最近このブログが干し柿の話ばかりになっているのは自覚している。「totoを当てる日」じゃなくて「柿を干す日々」だ。でも、もらったら「速やかに干す」以外の選択肢はないので、仕事終わり、夜中にひたすら柿を剥き、紐に吊るす。
トータルで50個を超えてきたので、だんだん干すスペースも逼迫してきた。洗濯物も干したいし、晴れた日には布団も干したい。物干しスペースをやりくりする。
空気が乾燥してきて、風もあって、晴天が続く。ものを干すにはいい時季だ。
昨日の夜、いつものバレーボールから帰って来た妻が、「玄関の前に鳩がずっといる。」と言ってきた。マンションの僕の部屋の玄関の前、手すり壁の上に夕方からずっと同じ鳩がいるらしい。
「近づいても逃げないんよ。」
正確には飛びたたずにに歩いて逃げるらしい。
近づいて行くと、手すり壁の上をひょいひょいと数歩歩いて逃げ、また一歩近づくとひょいひょいと数歩歩いて逃げ、を繰り返し、エレベーターホールのある壁の曲がり角まで来ると、軽く飛んで再び僕の部屋のドアの前に戻る。
また、玄関の前から追いやると、ひょいひょいと歩いて少しずつ逃げ、壁の曲がり角まで行くと軽く飛んで玄関前に戻る。
2~3回それを繰り返したのち、妻は家に帰って来たらしい。
「両足に何か黄色い輪っかが付いてる。あと、めっちゃ大量のウンコしてる。」
水と、数枚のチラシを折りたたんで作った棒を手に、妻はもう一度玄関を出て行った。
しばらくしたら糞を掃除した妻が帰って来た。「やっぱりずっといるんよ。
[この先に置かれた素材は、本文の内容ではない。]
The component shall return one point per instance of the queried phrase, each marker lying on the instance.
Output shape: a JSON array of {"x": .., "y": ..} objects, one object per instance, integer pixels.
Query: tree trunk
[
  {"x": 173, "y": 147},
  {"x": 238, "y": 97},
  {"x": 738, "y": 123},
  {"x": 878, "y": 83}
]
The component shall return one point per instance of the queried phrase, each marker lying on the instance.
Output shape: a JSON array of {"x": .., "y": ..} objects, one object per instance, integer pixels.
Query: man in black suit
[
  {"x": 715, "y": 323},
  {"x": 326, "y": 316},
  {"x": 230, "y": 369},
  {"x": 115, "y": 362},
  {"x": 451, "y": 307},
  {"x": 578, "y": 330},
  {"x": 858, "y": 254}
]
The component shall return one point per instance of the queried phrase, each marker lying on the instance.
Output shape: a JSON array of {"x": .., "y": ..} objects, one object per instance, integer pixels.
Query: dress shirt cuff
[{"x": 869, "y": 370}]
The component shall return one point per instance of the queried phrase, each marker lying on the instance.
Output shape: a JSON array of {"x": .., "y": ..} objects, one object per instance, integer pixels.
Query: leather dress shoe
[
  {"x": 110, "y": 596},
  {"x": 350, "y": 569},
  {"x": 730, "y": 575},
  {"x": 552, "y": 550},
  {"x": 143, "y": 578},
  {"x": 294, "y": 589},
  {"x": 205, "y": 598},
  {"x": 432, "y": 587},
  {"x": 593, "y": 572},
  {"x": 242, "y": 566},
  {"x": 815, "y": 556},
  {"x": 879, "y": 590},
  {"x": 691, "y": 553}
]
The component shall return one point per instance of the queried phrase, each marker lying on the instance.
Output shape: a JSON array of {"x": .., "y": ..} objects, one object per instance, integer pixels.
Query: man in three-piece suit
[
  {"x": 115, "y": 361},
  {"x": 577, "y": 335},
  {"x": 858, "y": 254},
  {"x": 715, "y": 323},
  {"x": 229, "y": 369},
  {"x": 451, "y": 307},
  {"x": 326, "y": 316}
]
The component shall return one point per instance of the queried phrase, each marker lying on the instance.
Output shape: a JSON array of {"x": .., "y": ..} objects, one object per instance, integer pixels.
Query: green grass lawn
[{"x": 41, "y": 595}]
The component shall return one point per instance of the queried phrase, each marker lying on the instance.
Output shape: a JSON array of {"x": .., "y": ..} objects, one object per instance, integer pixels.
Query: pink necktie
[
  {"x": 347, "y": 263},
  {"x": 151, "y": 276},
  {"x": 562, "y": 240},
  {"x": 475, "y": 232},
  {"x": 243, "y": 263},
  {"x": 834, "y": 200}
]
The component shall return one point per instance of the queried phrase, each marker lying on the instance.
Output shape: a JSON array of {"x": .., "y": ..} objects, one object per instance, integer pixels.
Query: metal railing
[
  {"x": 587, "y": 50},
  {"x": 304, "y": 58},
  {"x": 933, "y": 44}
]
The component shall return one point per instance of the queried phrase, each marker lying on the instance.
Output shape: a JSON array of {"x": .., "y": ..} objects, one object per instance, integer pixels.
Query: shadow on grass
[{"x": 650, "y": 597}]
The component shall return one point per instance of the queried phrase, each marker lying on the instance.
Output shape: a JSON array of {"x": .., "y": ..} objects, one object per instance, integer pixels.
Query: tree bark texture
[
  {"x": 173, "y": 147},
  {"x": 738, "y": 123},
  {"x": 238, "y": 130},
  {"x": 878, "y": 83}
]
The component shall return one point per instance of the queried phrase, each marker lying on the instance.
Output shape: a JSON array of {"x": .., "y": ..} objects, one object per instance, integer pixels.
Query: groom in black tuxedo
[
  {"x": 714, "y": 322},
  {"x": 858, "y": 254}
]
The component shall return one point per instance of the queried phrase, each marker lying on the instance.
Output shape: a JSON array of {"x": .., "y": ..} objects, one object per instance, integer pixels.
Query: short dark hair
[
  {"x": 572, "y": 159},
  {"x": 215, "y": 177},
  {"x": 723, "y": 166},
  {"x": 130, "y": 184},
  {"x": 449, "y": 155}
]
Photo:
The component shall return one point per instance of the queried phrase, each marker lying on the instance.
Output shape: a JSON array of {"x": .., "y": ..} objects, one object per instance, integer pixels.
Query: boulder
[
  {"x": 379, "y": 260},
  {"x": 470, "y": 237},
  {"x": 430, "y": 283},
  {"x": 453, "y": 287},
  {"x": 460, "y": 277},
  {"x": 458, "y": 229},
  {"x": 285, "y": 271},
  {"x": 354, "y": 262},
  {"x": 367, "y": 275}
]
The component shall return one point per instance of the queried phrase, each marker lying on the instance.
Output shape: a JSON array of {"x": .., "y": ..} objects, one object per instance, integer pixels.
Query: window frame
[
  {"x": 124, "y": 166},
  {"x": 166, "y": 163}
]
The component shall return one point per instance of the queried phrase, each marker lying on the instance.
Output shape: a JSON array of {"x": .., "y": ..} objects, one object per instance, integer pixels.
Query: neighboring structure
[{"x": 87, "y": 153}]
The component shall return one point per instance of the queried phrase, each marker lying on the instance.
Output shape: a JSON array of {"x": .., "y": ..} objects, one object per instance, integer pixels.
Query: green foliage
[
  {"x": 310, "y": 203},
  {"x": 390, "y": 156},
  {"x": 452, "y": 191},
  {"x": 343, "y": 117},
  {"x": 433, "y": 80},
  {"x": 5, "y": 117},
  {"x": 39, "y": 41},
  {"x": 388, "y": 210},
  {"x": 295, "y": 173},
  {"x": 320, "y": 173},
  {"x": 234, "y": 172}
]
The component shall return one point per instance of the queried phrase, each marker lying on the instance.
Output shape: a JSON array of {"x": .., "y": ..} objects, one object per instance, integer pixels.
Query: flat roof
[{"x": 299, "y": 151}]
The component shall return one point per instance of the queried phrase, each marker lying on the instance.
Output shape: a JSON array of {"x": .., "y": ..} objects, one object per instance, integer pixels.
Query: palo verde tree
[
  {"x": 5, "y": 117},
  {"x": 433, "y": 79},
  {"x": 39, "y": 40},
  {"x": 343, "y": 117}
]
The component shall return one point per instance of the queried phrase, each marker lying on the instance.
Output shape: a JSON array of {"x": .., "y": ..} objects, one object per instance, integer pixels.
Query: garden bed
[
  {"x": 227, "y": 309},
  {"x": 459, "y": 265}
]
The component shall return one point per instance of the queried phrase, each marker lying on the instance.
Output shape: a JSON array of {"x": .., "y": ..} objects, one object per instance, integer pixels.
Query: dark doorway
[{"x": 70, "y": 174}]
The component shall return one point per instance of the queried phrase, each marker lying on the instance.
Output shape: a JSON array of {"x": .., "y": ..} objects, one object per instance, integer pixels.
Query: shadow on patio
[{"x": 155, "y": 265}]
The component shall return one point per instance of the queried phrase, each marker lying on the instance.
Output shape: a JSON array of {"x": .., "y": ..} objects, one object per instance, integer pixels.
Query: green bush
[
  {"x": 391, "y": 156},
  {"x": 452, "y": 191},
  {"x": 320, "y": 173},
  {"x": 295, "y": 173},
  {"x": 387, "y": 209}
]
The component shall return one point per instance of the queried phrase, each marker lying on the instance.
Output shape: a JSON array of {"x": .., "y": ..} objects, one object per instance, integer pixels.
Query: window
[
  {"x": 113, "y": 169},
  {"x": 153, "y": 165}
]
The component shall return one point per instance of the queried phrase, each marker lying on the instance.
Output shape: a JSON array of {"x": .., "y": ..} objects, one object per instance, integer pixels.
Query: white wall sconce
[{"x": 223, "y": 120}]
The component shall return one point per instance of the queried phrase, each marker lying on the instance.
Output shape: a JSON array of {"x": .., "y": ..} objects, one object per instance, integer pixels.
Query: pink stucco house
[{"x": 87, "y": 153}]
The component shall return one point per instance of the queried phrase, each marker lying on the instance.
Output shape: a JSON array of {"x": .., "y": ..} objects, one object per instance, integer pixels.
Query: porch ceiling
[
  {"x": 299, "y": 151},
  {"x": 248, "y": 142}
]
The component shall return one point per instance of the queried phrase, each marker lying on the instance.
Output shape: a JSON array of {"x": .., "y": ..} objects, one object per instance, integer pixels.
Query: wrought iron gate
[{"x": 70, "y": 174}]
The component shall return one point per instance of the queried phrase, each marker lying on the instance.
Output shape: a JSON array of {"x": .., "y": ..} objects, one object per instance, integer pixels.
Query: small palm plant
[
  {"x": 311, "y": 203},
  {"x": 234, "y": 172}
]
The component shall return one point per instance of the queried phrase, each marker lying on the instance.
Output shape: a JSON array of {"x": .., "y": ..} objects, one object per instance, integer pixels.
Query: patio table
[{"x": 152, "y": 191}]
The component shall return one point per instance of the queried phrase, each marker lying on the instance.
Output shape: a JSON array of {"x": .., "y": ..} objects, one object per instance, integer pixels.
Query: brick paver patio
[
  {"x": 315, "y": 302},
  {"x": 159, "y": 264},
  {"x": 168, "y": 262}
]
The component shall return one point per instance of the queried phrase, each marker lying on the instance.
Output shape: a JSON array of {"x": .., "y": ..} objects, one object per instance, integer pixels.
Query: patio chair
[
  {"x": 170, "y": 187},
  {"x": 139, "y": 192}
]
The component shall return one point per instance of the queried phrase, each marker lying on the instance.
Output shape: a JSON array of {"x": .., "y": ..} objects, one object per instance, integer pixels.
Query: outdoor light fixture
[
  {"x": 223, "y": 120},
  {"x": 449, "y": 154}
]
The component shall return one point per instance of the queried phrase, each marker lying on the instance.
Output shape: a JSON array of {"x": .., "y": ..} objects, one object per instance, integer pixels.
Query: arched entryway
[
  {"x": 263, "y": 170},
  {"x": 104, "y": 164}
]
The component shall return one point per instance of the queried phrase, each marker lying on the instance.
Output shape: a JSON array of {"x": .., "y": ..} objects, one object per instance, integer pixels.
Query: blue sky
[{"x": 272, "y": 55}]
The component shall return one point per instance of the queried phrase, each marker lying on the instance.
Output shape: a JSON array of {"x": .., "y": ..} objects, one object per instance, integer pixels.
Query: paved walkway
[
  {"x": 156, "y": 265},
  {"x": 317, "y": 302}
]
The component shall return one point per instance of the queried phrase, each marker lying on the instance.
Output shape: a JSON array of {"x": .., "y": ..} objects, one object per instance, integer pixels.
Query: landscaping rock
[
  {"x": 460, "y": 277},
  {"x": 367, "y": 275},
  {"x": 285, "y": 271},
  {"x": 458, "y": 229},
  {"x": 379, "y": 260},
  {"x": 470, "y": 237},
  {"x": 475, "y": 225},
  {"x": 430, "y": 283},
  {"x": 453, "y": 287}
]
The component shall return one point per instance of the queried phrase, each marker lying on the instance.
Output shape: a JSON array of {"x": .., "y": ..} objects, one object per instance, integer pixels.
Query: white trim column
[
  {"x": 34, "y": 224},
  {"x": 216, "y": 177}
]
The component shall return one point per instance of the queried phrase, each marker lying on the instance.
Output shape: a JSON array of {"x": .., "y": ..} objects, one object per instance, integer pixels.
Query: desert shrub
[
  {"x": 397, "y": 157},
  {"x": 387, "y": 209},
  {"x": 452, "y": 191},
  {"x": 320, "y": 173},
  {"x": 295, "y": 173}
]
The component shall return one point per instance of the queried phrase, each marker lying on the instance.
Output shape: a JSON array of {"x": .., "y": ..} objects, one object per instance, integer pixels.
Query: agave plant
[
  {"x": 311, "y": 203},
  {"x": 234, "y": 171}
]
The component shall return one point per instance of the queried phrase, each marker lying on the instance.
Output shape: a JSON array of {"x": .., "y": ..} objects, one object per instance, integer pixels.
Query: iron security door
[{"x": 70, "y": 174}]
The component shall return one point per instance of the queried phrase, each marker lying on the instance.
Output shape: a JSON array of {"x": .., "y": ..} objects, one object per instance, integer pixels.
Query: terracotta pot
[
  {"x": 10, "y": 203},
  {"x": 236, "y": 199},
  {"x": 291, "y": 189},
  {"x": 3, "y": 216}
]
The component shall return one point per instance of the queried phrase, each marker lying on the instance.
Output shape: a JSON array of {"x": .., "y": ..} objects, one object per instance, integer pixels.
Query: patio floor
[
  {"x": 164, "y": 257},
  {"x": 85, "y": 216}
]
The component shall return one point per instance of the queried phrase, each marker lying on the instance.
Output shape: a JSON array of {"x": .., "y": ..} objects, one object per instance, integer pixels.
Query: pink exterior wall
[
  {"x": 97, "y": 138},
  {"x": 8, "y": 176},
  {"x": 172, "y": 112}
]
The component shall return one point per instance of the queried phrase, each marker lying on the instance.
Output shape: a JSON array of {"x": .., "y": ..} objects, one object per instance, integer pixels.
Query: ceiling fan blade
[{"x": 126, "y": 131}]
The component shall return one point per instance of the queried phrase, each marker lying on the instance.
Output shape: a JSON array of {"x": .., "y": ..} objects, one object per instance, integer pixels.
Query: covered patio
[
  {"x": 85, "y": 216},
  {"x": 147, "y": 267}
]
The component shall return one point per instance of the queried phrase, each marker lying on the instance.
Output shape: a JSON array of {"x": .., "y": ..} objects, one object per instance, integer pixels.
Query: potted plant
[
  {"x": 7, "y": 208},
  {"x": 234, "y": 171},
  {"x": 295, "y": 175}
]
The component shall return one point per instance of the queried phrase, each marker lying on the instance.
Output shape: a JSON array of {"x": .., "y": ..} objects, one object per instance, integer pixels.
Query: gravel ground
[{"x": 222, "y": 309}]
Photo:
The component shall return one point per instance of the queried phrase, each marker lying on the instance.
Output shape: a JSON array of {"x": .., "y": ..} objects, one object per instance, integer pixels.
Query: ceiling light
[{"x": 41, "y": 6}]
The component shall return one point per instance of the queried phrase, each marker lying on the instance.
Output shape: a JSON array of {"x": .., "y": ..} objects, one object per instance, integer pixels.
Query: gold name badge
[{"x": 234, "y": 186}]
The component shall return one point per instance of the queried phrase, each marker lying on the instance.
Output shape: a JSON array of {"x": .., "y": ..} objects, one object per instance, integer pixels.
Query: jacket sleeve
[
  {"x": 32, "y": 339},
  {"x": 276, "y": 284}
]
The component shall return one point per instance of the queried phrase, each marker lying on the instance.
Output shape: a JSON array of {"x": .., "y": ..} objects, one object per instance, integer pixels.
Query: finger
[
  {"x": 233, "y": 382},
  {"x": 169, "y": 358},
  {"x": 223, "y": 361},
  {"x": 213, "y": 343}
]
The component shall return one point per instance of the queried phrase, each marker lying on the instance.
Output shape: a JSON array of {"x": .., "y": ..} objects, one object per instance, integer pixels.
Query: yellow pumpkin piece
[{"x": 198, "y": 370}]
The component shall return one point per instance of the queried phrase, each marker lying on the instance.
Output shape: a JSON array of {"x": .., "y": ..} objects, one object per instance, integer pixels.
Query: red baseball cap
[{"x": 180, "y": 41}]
」
以前に住んでいたマンションで、やっぱりうちの玄関前に、鳩のつがいが数本の藁みたいなもので雑な巣を作って、卵を生んでしまったことがあった。鳩は営巣本能が強くて「ここを巣」と決めてしまったら退かない生き物だという。
ただ、「あまりにもうちの玄関前」だったもので、妻はその卵を靴先で転がして移動させようとした。そしてうっかり卵を壊してしまった…。
その後しばらくの間、妻は玄関を出ると二羽の悲しそうな鳩に付き纏われるようになった。
あれ以来、妻は玄関前の鳩に敏感だ。(普段は鳩が来ることなんてないけど)
「伝書鳩か、レース中の鳩だな。」僕は言った。
多分、飼われている鳩で人に慣れているから逃げない。レースの途中で、今日はもう長距離を飛んでクッタクタに疲れ果てているのだろう。「おっ、良さそうな場所がある。今夜はここで羽を休めよう。」そう決めたんだと思う。必死で飛んでいる間、ずっと我慢していたウンコもやっと出せたんだろう。
だから、そっとしといてやんな。おそらくプロの鳩だよ。
「えー?そうかなぁ。」妻は言った。
今朝、仕事に行くのに部屋から出たら、もう鳩はいなかった。
再び旅立っていったのだろう。
あとには昨日の三倍の量の、山盛りの緑色の糞だけが残されていた。
「鳩がゆっくりできたわ、ありがとうって言ってたよ。」僕が言うと、
「えー?そうかなぁ」と妻が言った。